回到玉王府天色已晚,玉容剛下馬車晴嵐便迎了上來,說何懌心今日剪壞了八景苑里的青松,焦叔想打發何懌心離開玉王府,何懌心辯說是當初公子留她在玉王府的,除非公子趕她走,否則她是不會走的。趕又趕不走,又不能打出去,焦叔被她的無賴弄了個焦頭爛額,想著晴嵐以前是跟在公子身邊的,這才把晴嵐找回來處理這個問題。
晴嵐哪兒能不知道個中原委,何懌心本就不是焦叔精挑細選來的,當初留下也是莫名其妙,這樣的下人是斷然不能為王府所用的,焦叔尋了理由借機打發她出去是必然的。今日不走,必然明日還會尋了理由趕她走,偏偏這何懌心也不知是真糊涂還是裝傻,不管晴嵐怎麼勸說,都是認定了要公子發話。這樣擰巴了一天,晴嵐只得先暫時把她帶回了桃源。
玉容略一思忖︰「先這樣吧,我今日也累得很,明天再想想。~」提步欲走,卻被腳下絆了一個趔趄,晴嵐趕緊扶她一把,彎腰一看,伸手便抄起了一個絨毛團子,登時一樂︰「小姐,哪兒來的貓?莫不是容世子送你的?」
玉容無力,剛伸出手想捏一捏撲撲的耳朵,便想起了容遠說它髒,于是一邊收手一邊走︰「撿來的,也不知怎麼,就喜歡撲人,所以就叫它撲撲了,」回過頭看了一眼窩在晴嵐懷里的撲撲,納悶道︰「它是怎麼跟來的?」
晴嵐倒覺得撲撲溫順,模了模它的腦袋,笑道︰「這貓呀,都是有靈性的。」
夜色漸濃,二人一貓,前後進了桃源。
晴嵐早就吩咐人備好了熱水,玉容粗略的沐浴完便坐到了床上裹著被子坐著,這才覺得稍暖了些,頭發正瀝瀝的滴水,雙手一束,把頭發弄了個倒垂楊柳的狀態,看著地上啪嗒啪嗒滴落的水珠,玉容張口便是︰「晴嵐,快給我拿巾帕來。
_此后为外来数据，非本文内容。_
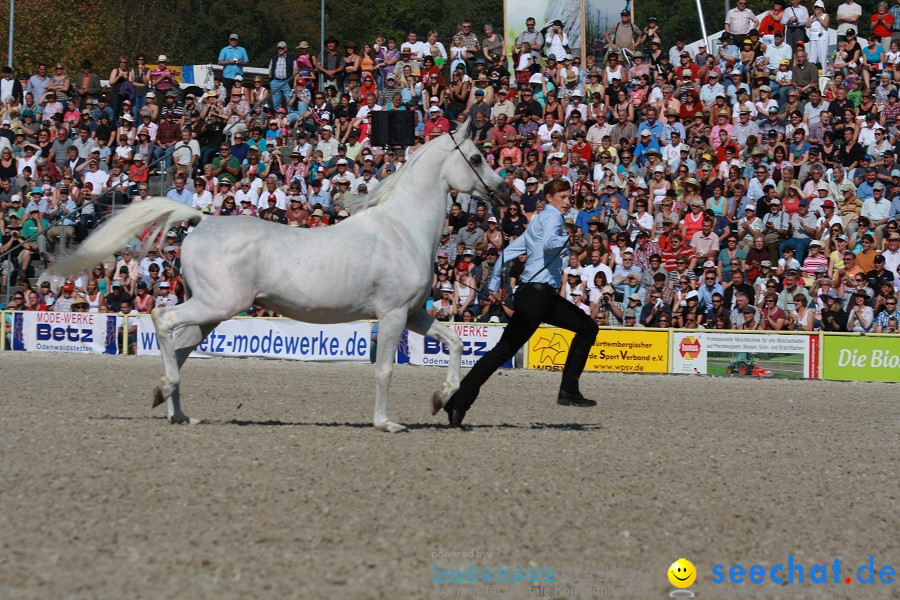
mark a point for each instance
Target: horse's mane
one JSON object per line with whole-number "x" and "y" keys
{"x": 361, "y": 203}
」
話音剛落,滴水的青絲便被巾帕包裹,低著的頭看到一雙白色緞面的靴子,剛想抬頭,頭頂便有溫柔如和風的男子聲音道︰「別動,晴嵐在給撲撲洗澡。」
玉容看著他白色錦袍細細的紋路,悶聲道︰「容遠,夜闖女子閨房,你真是頂著第一公子的名號干著第一登徒子的事兒。」
容遠低著頭,看著她修長白皙的脖頸,嘴角噙著笑意︰「我可以更登徒子一點。」
玉容身子一僵,覺得自己受他調戲的頻率太高了些,一時又沒想到容遠竟會厚顏無恥的承認自己是登徒子,「啪」的一聲打了一下容遠的手,想接過巾帕自己擦頭發,由于動作幅度太大,披在身上的被子順著肩膀一側就那麼滑了下去,頓時身子和心里都是冷颼颼的,飛快的把被子拉上來,玉容死死的抓著被角,恨不得把腦袋都縮進被子里。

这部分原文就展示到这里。